Cumhuriyetin kurulmasıyla birlikte, Türk ressamlarının yeni devlet felsefesine içten bir uyum gösterdikleri, yapıtlarını bu doğrultuda verdikleri görülür. Milli bilinci yerleştirme çabaları ve çağdaş bir devletin gerektirdiği toplumsal ve kültürel kurumları oluşturma çalışmaları, bir bakıma Türk sanatçısının yolunu aydınlatmıştır. 1930’larda yapılan Atatürk ve Kurtuluş Savaşı kompozisyonlarında, konuyu simgesel ve alegorik görünümlerle yansıtma çabası ağır basar. Atatürk figürü, bu tür tablolarda, resmin merkezi ağırlığını oluşturmakta, etrafını köylü ve kentli insanlar çevirmekte, bağımsızlık tutkusunun ulusça paylaşıldığını vurgulayan yorumlara öncelik verilmektedir. Bu resimlerde coşku, sevinç, ulu önderin çevresinde halkalanmanın getirdiği değişmez bir mutluluktur. Hemen tümü, bu mutluluğu, kendi açılarından, bir kompozisyonun temel etkinliği olarak işlemişlerdir. Örneğin, Ankara Halkevi’nin düzenlediği Onuncu Yıl İnkılâp Sergisi’ne önemi gereği, bütün sanatçılar katıldılar. Atatürk’ün ilgi ile izlediği, gezdiği sergide, daha çok devrimlerle ilgili konularla Atatürk portrelerine ağırlık verilmiştir.

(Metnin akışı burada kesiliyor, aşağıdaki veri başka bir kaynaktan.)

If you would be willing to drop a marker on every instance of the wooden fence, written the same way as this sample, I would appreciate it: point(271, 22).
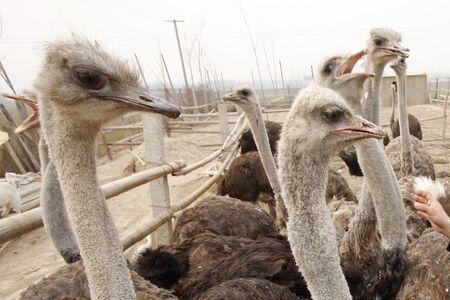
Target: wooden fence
point(16, 225)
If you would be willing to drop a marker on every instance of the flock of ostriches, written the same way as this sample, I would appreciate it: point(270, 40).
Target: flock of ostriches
point(319, 240)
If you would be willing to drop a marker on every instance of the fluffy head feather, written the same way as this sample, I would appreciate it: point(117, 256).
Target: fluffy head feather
point(426, 184)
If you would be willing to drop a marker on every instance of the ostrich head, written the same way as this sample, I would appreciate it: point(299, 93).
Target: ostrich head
point(335, 73)
point(93, 86)
point(399, 65)
point(321, 119)
point(243, 96)
point(384, 46)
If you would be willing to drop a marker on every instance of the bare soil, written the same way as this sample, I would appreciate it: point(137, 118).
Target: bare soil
point(31, 257)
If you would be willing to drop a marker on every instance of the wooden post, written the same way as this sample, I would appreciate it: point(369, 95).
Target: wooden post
point(15, 158)
point(159, 188)
point(437, 88)
point(107, 148)
point(174, 95)
point(223, 120)
point(445, 116)
point(289, 93)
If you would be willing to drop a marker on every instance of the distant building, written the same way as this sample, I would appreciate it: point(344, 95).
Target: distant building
point(416, 89)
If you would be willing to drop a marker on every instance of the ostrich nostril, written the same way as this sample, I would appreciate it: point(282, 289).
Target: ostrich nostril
point(145, 99)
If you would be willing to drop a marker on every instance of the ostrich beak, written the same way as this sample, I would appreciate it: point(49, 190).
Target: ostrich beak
point(145, 102)
point(32, 120)
point(232, 97)
point(361, 129)
point(343, 73)
point(394, 51)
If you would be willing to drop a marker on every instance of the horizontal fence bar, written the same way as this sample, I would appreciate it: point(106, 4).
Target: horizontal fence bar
point(19, 224)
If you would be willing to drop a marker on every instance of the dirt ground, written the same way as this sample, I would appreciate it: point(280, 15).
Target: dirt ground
point(29, 258)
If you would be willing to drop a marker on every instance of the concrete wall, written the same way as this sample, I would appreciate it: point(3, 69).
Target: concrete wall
point(416, 89)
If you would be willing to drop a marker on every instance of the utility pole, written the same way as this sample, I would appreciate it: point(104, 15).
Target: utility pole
point(186, 83)
point(179, 50)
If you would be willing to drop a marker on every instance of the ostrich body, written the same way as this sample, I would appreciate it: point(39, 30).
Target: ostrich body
point(265, 258)
point(70, 282)
point(54, 212)
point(224, 216)
point(247, 143)
point(381, 206)
point(414, 125)
point(242, 288)
point(247, 180)
point(428, 273)
point(173, 266)
point(318, 124)
point(414, 159)
point(80, 88)
point(9, 196)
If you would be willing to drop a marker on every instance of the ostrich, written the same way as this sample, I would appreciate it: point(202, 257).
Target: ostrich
point(247, 143)
point(335, 73)
point(54, 213)
point(9, 196)
point(70, 282)
point(249, 174)
point(414, 159)
point(173, 265)
point(242, 288)
point(266, 258)
point(247, 100)
point(379, 209)
point(224, 216)
point(414, 125)
point(246, 180)
point(428, 273)
point(319, 123)
point(80, 88)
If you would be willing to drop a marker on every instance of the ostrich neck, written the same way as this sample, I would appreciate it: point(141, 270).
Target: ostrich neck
point(384, 193)
point(406, 149)
point(72, 149)
point(258, 129)
point(372, 105)
point(310, 230)
point(392, 118)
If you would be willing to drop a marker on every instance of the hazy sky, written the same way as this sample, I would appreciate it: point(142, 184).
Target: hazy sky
point(302, 32)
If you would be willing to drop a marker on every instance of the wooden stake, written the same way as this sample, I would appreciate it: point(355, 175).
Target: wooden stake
point(223, 120)
point(159, 188)
point(19, 224)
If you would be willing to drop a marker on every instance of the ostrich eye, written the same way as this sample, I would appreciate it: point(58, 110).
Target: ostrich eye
point(245, 93)
point(378, 42)
point(328, 68)
point(89, 79)
point(332, 114)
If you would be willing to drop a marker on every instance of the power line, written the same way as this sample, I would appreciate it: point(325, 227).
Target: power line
point(232, 35)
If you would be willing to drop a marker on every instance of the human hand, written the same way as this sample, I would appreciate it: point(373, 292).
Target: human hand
point(429, 208)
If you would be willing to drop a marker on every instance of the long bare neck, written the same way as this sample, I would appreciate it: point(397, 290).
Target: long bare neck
point(372, 104)
point(72, 150)
point(406, 149)
point(384, 193)
point(392, 118)
point(311, 234)
point(255, 119)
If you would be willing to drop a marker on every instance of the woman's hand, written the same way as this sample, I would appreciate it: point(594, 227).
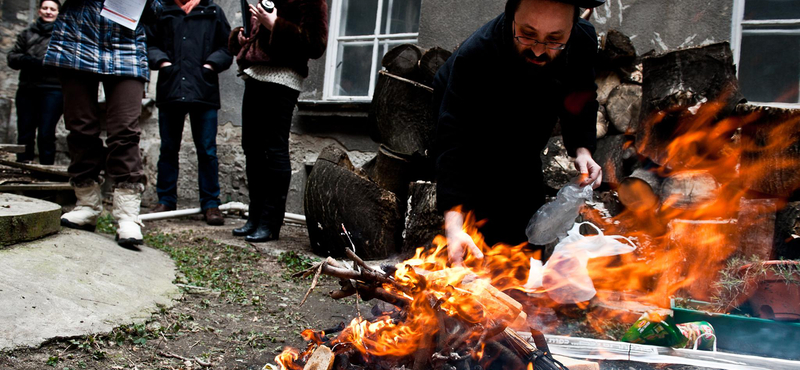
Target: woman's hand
point(240, 37)
point(266, 19)
point(458, 241)
point(591, 172)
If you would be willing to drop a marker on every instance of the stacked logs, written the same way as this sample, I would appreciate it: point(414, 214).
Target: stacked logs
point(650, 102)
point(388, 203)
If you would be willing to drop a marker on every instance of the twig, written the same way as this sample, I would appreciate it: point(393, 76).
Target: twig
point(313, 283)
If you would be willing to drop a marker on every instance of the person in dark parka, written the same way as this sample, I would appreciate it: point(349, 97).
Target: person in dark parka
point(188, 45)
point(39, 101)
point(273, 61)
point(499, 97)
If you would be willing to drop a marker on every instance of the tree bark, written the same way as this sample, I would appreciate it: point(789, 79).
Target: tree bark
point(336, 195)
point(403, 61)
point(430, 62)
point(676, 81)
point(402, 115)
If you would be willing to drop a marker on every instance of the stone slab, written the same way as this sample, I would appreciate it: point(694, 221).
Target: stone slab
point(78, 283)
point(23, 218)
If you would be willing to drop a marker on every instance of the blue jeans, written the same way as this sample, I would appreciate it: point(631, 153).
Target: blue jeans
point(204, 132)
point(38, 109)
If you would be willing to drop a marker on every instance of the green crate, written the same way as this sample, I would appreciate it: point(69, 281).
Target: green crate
point(745, 335)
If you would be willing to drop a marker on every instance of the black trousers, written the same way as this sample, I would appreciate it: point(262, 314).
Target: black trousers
point(38, 109)
point(267, 110)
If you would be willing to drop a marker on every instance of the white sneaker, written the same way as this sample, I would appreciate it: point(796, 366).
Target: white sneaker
point(126, 212)
point(87, 209)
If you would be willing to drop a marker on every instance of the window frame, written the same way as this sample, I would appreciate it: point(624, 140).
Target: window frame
point(375, 39)
point(740, 26)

1924’te Avrupa’ya sanatçıların gönderilmesi, Avrupa’dan dönenlerin Yeni Resim Cemiyeti’nin uzantısı sayılan Müstakil Ressamlar ve Heykeltraşlar Birliği’ni kurarak modern resmin temelini atmaya çalışması, 1933’te “D Grubu”nun kurulması, aynı yıl ressamlar için “Yurt Gezileri’nin düzenlenmesi, yine 1930’larda kurulan ve amacı, sanat alanındaki tüm çalışmaların “ulusal ülküye uygun olarak yürütülmesine ve yayılmasına, ulusun bu yönden yetişmesine ve yücelmesine” çalışmak olan Ar Genel Direktörlüğü’nün oluşturulması ve güzel sanatlar, kültür açısından önem taşıyan AR dergisinin çıkartılması, Ankara ve İstanbul başta olmak üzere çeşitli kentlerde sergiler düzenlenmesi, Atatürk döneminin sanata ve resme bilinçli olarak koruyuculuk yapmasının kanıtlarıdır.